Willkommen am AI4LT

Die Forschungsgruppe „Künstliche Intelligenz für Sprachtechnologien“ am Institut für Anthropomatik und Robotik (IAR)  entwickelt Sprachtechnologien, die mittels künstlicher Intelligenz eine natürliche Kommunikation zwischen Mensch und Maschine ermöglichen sowie die Kommunikation zwischen Menschen verbessern.  Die Forschung umfasst die maschinelle Übersetzung, die Übersetzung gesprochener Sprache, die automatische Spracherkennung sowie die Dialogmodellierung. Die Gruppe wird von Prof. Dr. Jan Niehues geleitet.

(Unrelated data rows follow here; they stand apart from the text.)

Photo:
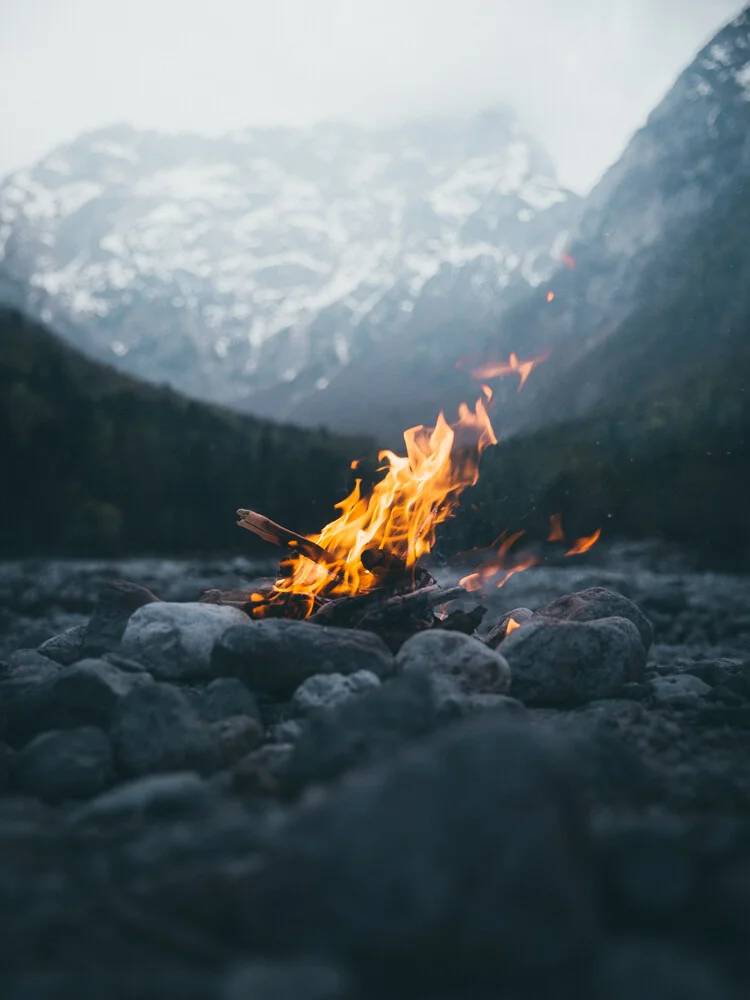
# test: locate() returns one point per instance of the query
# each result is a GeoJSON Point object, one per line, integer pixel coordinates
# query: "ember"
{"type": "Point", "coordinates": [362, 568]}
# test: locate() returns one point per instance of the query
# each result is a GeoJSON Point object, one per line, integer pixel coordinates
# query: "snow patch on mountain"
{"type": "Point", "coordinates": [224, 265]}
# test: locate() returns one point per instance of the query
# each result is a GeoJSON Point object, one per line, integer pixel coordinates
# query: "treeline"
{"type": "Point", "coordinates": [95, 463]}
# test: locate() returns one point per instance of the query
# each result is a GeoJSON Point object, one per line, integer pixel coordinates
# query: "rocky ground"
{"type": "Point", "coordinates": [202, 807]}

Informationen über Forschungsthemen, Projekte und Publikationen


Informationen über Vorlesungen und Master/Bachelorarbeiten


Lernen Sie unser Team kennen




2 papers at NAACL on LLMs for machine translation post-editing and zero-shot summarization

In the NAACL conference in June 2024, our group is presenting two papers. One is on using LLMs for post-editing machine translation outputs. This work results from our collaboration with SAP. The other paper is on improving multilingual pretrained models for zero-shot summarization. This is based on the thesis project of our alumnus Vladimir. Congrats to all authors!

3 papers at LREC-COLING

Looking forward to presenting 3 papers in the LREC-COLING conference in May 2024! At the main conference, we have one paper on speech recognition for endangered languages, and another paper on evaluation of speech translation performance. We are also proud that our thesis alumnus Ari is presenting his work on creating low-resource translation corpora in the SIGUL workshop.

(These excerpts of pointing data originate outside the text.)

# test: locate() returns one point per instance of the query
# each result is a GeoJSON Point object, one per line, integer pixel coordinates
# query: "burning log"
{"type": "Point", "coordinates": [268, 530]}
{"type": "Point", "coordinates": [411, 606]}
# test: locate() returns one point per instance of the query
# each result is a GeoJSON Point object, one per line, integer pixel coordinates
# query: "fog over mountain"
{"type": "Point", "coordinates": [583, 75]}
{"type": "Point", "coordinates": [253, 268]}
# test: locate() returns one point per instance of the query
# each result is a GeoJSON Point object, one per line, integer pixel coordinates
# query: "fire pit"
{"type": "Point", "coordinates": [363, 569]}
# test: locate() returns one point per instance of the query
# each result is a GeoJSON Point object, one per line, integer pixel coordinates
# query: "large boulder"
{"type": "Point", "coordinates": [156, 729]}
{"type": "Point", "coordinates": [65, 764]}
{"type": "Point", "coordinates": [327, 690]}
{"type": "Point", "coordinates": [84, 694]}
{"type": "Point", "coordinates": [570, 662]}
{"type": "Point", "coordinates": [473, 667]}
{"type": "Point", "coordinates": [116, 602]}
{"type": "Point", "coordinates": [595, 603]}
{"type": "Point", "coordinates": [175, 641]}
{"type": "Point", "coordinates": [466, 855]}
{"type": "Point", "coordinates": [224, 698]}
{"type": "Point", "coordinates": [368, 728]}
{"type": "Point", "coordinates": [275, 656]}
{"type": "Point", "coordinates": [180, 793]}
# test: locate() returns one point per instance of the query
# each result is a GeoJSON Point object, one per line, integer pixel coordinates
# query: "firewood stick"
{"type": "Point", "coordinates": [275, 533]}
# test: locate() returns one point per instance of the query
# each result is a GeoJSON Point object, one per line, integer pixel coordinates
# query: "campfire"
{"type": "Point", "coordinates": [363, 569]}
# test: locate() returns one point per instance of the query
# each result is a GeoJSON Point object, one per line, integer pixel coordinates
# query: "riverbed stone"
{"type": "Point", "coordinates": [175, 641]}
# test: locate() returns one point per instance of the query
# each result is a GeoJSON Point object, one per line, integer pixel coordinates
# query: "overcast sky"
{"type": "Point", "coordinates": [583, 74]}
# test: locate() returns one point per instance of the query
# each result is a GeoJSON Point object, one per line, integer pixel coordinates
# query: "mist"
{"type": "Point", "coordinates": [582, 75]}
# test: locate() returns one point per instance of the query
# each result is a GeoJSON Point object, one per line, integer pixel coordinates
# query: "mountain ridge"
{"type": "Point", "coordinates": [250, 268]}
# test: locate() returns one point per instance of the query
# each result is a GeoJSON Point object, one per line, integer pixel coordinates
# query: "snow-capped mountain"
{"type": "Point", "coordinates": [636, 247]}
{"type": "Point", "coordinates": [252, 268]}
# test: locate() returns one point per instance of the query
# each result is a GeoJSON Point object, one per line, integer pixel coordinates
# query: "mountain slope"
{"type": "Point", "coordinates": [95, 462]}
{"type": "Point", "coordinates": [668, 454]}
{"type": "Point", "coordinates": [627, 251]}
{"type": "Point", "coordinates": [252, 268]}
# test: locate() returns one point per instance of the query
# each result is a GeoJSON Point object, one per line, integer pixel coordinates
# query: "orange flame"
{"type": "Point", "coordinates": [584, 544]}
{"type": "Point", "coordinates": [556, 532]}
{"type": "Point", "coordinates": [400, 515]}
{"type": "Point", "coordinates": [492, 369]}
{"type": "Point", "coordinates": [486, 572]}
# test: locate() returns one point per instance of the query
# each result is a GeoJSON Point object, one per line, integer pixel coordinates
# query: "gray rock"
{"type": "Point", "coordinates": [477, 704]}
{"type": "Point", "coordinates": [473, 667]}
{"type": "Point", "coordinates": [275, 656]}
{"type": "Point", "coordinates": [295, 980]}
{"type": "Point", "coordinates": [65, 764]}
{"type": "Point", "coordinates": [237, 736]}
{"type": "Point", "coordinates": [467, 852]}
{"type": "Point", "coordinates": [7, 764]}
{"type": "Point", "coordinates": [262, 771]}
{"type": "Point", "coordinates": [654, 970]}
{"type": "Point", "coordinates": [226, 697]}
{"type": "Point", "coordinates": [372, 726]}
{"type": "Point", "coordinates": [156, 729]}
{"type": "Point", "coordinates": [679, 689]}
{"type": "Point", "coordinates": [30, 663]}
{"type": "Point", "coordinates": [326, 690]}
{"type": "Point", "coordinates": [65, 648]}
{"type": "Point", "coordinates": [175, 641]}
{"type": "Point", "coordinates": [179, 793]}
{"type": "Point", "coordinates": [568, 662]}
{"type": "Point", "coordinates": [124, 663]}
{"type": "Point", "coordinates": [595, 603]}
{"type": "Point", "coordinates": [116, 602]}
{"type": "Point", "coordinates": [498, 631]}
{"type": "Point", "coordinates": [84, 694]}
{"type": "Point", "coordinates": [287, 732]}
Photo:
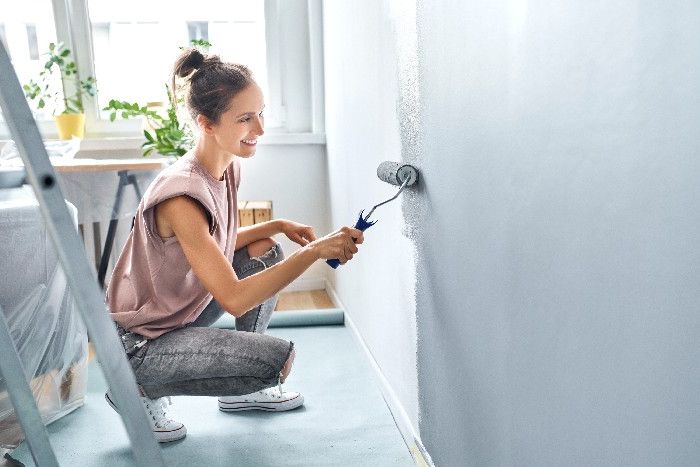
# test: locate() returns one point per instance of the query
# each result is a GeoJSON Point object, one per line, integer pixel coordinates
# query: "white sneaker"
{"type": "Point", "coordinates": [164, 429]}
{"type": "Point", "coordinates": [271, 399]}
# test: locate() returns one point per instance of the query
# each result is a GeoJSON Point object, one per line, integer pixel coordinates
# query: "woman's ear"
{"type": "Point", "coordinates": [204, 124]}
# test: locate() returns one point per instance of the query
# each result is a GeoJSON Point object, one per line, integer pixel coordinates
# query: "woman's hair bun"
{"type": "Point", "coordinates": [190, 60]}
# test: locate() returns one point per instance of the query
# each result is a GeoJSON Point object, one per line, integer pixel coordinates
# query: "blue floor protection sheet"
{"type": "Point", "coordinates": [344, 420]}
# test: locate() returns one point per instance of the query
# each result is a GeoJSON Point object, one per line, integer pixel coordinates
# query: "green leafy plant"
{"type": "Point", "coordinates": [169, 136]}
{"type": "Point", "coordinates": [43, 90]}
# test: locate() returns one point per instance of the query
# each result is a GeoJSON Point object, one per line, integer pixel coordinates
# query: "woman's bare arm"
{"type": "Point", "coordinates": [188, 221]}
{"type": "Point", "coordinates": [252, 233]}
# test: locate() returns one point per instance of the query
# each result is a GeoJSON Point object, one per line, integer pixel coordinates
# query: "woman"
{"type": "Point", "coordinates": [185, 263]}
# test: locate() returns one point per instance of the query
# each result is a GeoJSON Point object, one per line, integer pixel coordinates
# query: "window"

2 papers at EACL on multilingual transfer & diffusion models

In the EACL conference in March 2024, we are excited to present our paper on multilingual transfer for attribute-controlled translation. This work aims to customize pretrained massively multilingual translation models for attribute-controlled translation without relying on supervised data.

We are also proud that our thesis alumnus Yunus is presenting his work on diffusion models for machine translation at the student research workshop.

Invited Talk by Dr. Gerasimos Spanakis

Dr. Gerasimos (Jerry) Spanakis from Maastricht University's Law+Tech Lab will give an invited talk on "Find and free the law: How NLP can help access to legal resources". The talk will take place on 26 January from 2:00 to 3:00 in Bldg. 50.28, Seminar Room 1. You are all welcome to join!

EMNLP 2023 Demo Paper on Simultaneous Speech Translation

In the EMNLP conference in December 2023, we are excited to present our joint work with the Interactive Systems Lab on low-latency simultaneous speech translation! The work describes approaches to evaluate low-latency speech translation systems under realistic conditions, for instance our KIT Lecture Translator. See our paper for details! 

Paper in Machine Translation Summit: Perturbation-Based Quality Estimation

Quality estimation is the task of predicting the quality of machine translation outputs without relying on any gold translation references. We propose an explainable, unsupervised word-level quality estimation method for blackbox machine translation. It can evaluate any type of blackbox MT systems, including the currently prominent large language models (LLMs) with opaque internal processes. See the paper (link) for details! 

Wir suchen eine/n neue/n Mitarbeiter/in!

Wir suchen eine/n Doktorand/in (Akademische/r Mitarbeiter/in; m/w/d) im Bereich der Verarbeitung natürlicher Sprache (große Sprachmodelle, multimodale Sprachverarbeitung). Weitere Informationen finden Sie unter diesem Link.

WMT Publication: Can we learn an artificial language?

The cornerstone of multilingual neural translation is shared representations across languages. In this work, we discretize the encoder output latent space of multilingual models by assigning encoder states to entries in a codebook, which in effect represents source sentences in a new artificial language (Link). Join the presentation on Wednesday, 07.12.2022 at 14:20 GST (11:20 CET) at the Seventh Conference on Machine Translation (WMT 2022).

Pre-trained Speech Translation
NeurIPS workshop paper: Efficient Speech Translation with Pre-trained Models

Pre-trained models are a promising approach to efficiently build speech translation models for many different tasks. Zhaolin Li showed how this models can be used using limited data and computation resources (Link). Join his presentation on Friday, 02.12.2022 between 7:30pm - 8:30pm CET at the Workshop Second Workshop on Efficient Natural Language and Speech Processing (ENLSP-II).


Der neue Lehrstuhl "KI für Sprachtechnologien" wurde am 01.03.2022 gegründet. Wir freuen uns auf interessante Forschung und Lehre am KIT.